# Ray RLlib - Extra Application Example - MountainCar-v0

© 2019-2021, Anyscale. All Rights Reserved

![Anyscale Academy](../../../images/AnyscaleAcademyLogo.png)

This example uses [RLlib](https://ray.readthedocs.io/en/latest/rllib.html) to train a policy with the `MountainCar-v0` environment, ([gym.openai.com/envs/MountainCar-v0/](gym.openai.com/envs/MountainCar-v0/)). The idea is that a cart starts at an arbitrar point on a hill. Without any "pushes", it will rock back and forth between the two sides of the valley below, never rising above the starting point. However, there are three actions, accelerate to the left (by some unit), accelerate to the right, or apply no acceleration. Timing accelerations in the appropriate directions at the appropriate steps is the key to getting to the top of the hill.

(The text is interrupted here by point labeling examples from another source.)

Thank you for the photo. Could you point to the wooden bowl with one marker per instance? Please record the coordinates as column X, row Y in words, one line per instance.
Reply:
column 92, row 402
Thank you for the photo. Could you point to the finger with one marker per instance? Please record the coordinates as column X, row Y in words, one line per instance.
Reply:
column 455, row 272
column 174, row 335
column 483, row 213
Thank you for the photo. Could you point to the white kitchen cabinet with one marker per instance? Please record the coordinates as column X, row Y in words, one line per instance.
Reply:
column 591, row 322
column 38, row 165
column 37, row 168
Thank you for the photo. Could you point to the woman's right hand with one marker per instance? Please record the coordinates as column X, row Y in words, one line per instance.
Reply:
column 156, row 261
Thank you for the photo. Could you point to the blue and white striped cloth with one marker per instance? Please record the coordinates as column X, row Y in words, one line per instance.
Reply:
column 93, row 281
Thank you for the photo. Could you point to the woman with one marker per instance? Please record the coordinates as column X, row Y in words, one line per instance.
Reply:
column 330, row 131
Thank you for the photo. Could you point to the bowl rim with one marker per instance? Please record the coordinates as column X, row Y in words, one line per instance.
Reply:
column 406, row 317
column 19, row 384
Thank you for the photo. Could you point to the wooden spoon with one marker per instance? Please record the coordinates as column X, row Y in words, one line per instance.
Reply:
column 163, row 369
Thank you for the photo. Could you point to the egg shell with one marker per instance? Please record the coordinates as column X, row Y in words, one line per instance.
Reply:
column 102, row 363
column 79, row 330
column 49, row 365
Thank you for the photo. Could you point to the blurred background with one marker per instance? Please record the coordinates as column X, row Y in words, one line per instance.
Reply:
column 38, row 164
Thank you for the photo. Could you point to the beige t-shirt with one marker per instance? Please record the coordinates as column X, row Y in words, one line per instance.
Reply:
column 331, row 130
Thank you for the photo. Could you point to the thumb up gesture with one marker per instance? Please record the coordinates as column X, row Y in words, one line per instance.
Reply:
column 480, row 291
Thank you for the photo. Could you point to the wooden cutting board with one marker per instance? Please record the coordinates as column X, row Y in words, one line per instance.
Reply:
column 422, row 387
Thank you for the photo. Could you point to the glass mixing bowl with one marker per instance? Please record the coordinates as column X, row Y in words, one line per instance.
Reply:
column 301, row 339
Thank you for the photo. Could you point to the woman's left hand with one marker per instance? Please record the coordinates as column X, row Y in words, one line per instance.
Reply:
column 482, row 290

The primary idea demonstrated in this lesson is how to start from a previous checkpoint. A checkpoint is provided in the `mountain-car-checkpoint` directory, captured after 200 training episodes. Still, the with the provided checkpoint and addition training of 50 episodes, the cart is unable to reach the top.

Hence, you should consider this lesson a big exercise to try when you aren't pressed for time (like in a class setting). Modifications you can try are discussed below.

> **Note:** This rollout can only show the rollout visualization popup windows when running on a local laptop.

Like `CartPole`, _MountainCar_ is one of OpenAI Gym's ["classic control"](https://gym.openai.com/envs/#classic_control) examples.

For more background about this problem, see:

* ["Efficient memory-based learning for robot control"](https://www.cl.cam.ac.uk/techreports/UCAM-CL-TR-209.pdf), [Andrew William Moore](https://www.cl.cam.ac.uk/~awm22/), University of Cambridge (1990)
* ["Solving Mountain Car with Q-Learning"](https://medium.com/@ts1829/solving-mountain-car-with-q-learning-b77bf71b1de2), [Tim Sullivan](https://twitter.com/ts_1829)

Import Ray and the PPO support, then start Ray…

In [None]:
import pandas as pd
import json
import os
import shutil
import sys
import ray
import ray.rllib.agents.ppo as ppo

In [None]:
info = ray.init(ignore_reinit_error=True)

The Ray Dashboard is useful for monitoring Ray:

In [None]:
print("Dashboard URL: http://{}".format(info["webui_url"]))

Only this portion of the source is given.